Eine Probefahrt mit dem neuen Audi A3 e-tron

Aller guten Dinge sind drei: Wie Tobias Meyer vom Produktmarketing zur Fahrpräsentation des neuen Audi A3 e-tron erklärte, kommen in Form des A3 Sportback ein batterieelektrisch betriebenes Auto, ein Plug-In-Hybrid-Sparfuchs und ein Performance Car zusammen.

Der neue Audi A3 e-tron mit dem 150 PS leistenden 1.4 TFSI-Benziner sorgt unbewusst für eine Fahrweise, die allein elektrisch von statten geht. Klingt seltsam? Ja nun, die E-Maschine mit maximal 102 PS und satten 330 Nm Drehmoment trumpft mit äußerst geschmeidigem und so mühelosem Vortrieb auf, das Rauschen der Klimaautomatik auf niedrigster Einstellung ist wegen des so gut wie lautlosen Antriebes bei unserem Audi A3 Fahrbericht problemlos wahrzunehmen, wohingegen einen das Abrollgeräusch der 17-Zoll-Pneus durch seine Penetranz schon fast belästigt. Dinge, die man in herkömmlich befeuerten Pkw nicht einmal hört. Und in diese wohltuende Ruhe grollt bei einem Kickdown plötzlich der Benziner mit hochtourig und einer Heftigkeit, die die bis dato zurückhaltende Eleganz des A3 e-tron Sportback hatte nicht vermuten lassen.

 

Der Audi A3 e-tron geht gut nach vorn

Nicht, dass dem A3 e-tron daraus ein Strick zu drehen wäre – dem sportlichen Anspruch von Audi gemäß bricht er eben das Versprechen des Performers nicht und saust davon. Mithilfe der Systemleistung von 150 kW/204 PS und eines kombinierten Drehmoments von 350 Nm wird in 7,6 Sekunden von 0 auf 100 km/h und weiter auf Tempo 222 gesprintet, der klang des hinter der Heckschürze versteckten Auspuff reizt zu dynamischem Fahren. Hierfür sorgt im neuen Audi Hybrid-Flitzer auch der dank unter den Rücksitzen beherbergte Lithium-Ionen-Akku von 120 kg Masse, die dank tiefer Einbaulage der Straßenlage förderlich ist. Der 40-Liter-Tank befindet sich zwischen den Hinterrädern, wo bei den A3 Sportback quattro-Varianten das Hinterachsdifferential sitzt; der Gepäckraum bietet wie bei jenen 280 Liter Ladevolumen.

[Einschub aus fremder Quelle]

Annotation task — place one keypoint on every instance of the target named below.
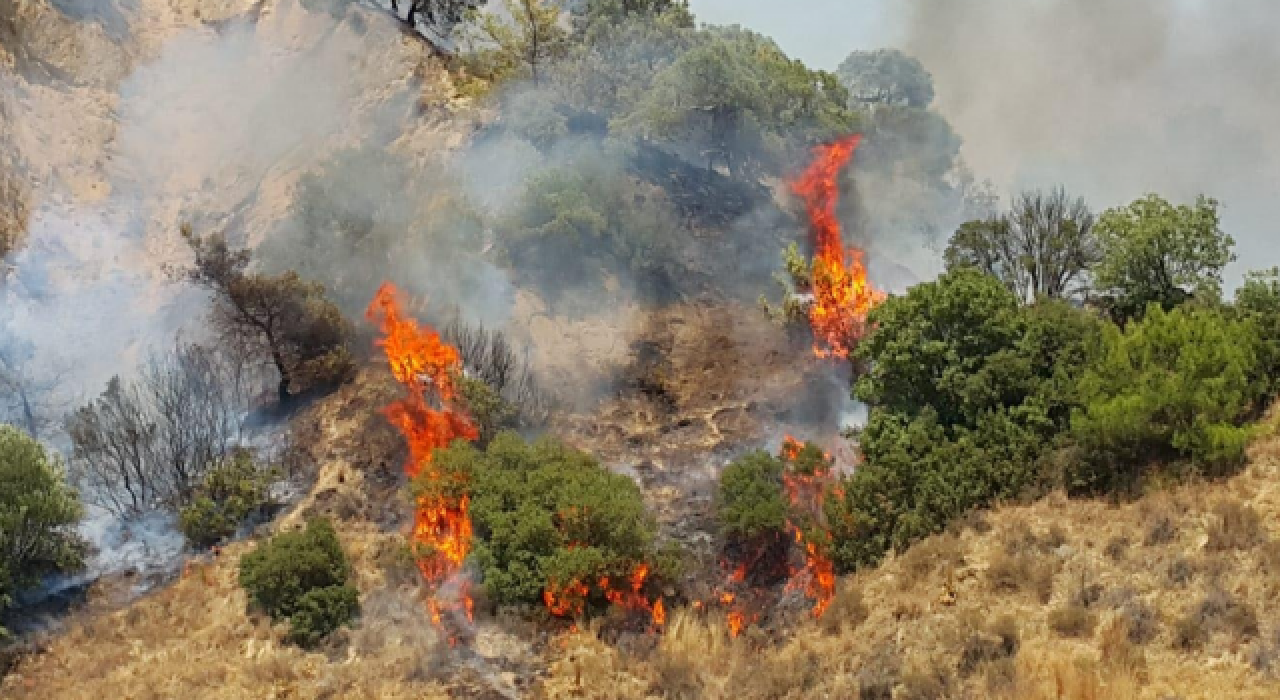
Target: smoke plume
(1115, 100)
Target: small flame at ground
(841, 293)
(425, 364)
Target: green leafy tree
(576, 224)
(302, 576)
(39, 513)
(229, 494)
(1042, 248)
(1173, 385)
(886, 76)
(741, 100)
(520, 42)
(1153, 251)
(545, 517)
(283, 316)
(970, 393)
(1258, 300)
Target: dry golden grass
(1033, 604)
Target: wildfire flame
(426, 365)
(841, 293)
(807, 494)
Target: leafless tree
(282, 318)
(27, 396)
(146, 444)
(489, 357)
(1045, 246)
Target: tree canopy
(1156, 252)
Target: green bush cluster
(981, 393)
(37, 516)
(229, 494)
(545, 516)
(302, 577)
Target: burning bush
(37, 515)
(231, 493)
(302, 577)
(551, 524)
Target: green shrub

Unterwegs mit dem neuen Audi A3 e-tron ©Arild Eichbaum 

Audi hat den A3 e-tron tadellos abgestimmt

Der Audi A3 e-tron macht ungeachtet dieser konträren Wesenzüge nach ausgiebiger Testfahrt durch Wien und den Wienerwald dennoch einen runden Eindruck: Wird Leistung gebraucht und diese nicht brutal per Gewaltstoß aufs Gaspedal gefordert, geht sich der 1.4 TFSI-Vierzylinder nicht lediglich angenehm, sondern enorm kultiviert und ruhig ans Werk. Da ist im A3 e-tron schon ein gutes Gehör nötig, um zu erkennen, ob der Benziner zurzeit wirklich arbeitet. Oder ein Blick auf das Zentraldisplay nach Betätigung der darunter positionierten EV-Taste: Jetzt lässt sich ermitteln und auf Wunsch verstellen, in welchem der vier Modi – electric hybrid auto, hybrid hold und hybrid charge – die Audi A3 Hybrid-Version fährt beziehungsweise fahren soll.

 Unterwegs mit dem neuen Audi A3 e-tron ©Arild Eichbaum

Fazit vom Audi A3 e-tron Test: Das war spitze!

Leicht erkennbar ist der neue A3 e-tron am Singleframe-Grill mit waagerechten Streben. Hinter den abklappbaren vier Ringen sitzt die Ladebuchse. Das Aufladen des 8,8 kWh-Stromspeichers dauert mit 220 Volt 225 Minuten und mit Starkstrom derer 135. Rein elektrisch surrt der frontgetriebene A3 Sportback in 4,9 Sekunden von 0 auf 60 km/h und weiter bis zur Autobahn-Richtgeschwindigkeit 130. Maximal stromert der Audi A3 e-tron 50 km weit, was fürs Gros der täglichen Touren langt. Und auf großer Fahrt springt eben der Benziner mit ein. Das grüne Gewissen hat in Ingolstadt übrigens einen Preis, der mit 37.900 Euro nicht gerade klein ist. Der Spritkonsum vom Audi Plug-In-Hybriden fällt mit 1,5 l/100 km, was CO2-Emissionen von 34 g/km entspricht, dafür um so niedriger aus.